Shelley runs upstairs and dispatches William quickly and viciously.  Just when you think she is safe, Simone reappears less dead and less lilacky than I expected.

The twist that follows is Ludacris, and maybe that’s what bothered me on the first viewing.  However, in the TFTC style (the ideal, not what it sometimes lapses into), it makes complete sense.  The still goofier, winking epilog even comes across as reasonable and charming (thanks to Ms. Hack).

Of course, Shelley Hack was great.  I never understood why she wasn’t a bigger star.  The others were also very good in their roles.  That includes, to my surprise, Corey Feldman.  I’m convinced he could still come back big given the chance.  Unfortunately, William Sadler appeared only in the Cryptkeeper segment.
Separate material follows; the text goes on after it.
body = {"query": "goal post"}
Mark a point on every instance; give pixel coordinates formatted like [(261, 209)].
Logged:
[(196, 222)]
So I guess it took a second viewing to get into the spirit of the episode.  Final rating: Excellent.  Maybe I should Give Ray Bradbury Theater another chance.

Footnotes:

  • [1] Charlie?  Why does a perfume have a man’s name? [2]  OK, could be short for Charlene, but how many sexy Charlene’s have you ever known?  Plus, in 1973, the Viet Nam War was still fresh in everyone’s mind — why name your product after the enemy.  Just lucky it wasn’t released after VJ Day, I guess.
  • [2] I see on Wiki that it was named after the founder of Revlon.  What kind of controlling, egomaniacal dude names a woman’s product after himself?  What a douche — oh, sorry Dr. Masengill.
  • [3] I forgot the nice woman Rupert dragged to Jerry’s house.
  • [4] The president when this episode aired was Bill Clinton, so this comment is really a perennial.
  • [5] Boob jobs lead to a Superfecta for women.  Could be even more, but who wants to deal with the bleach?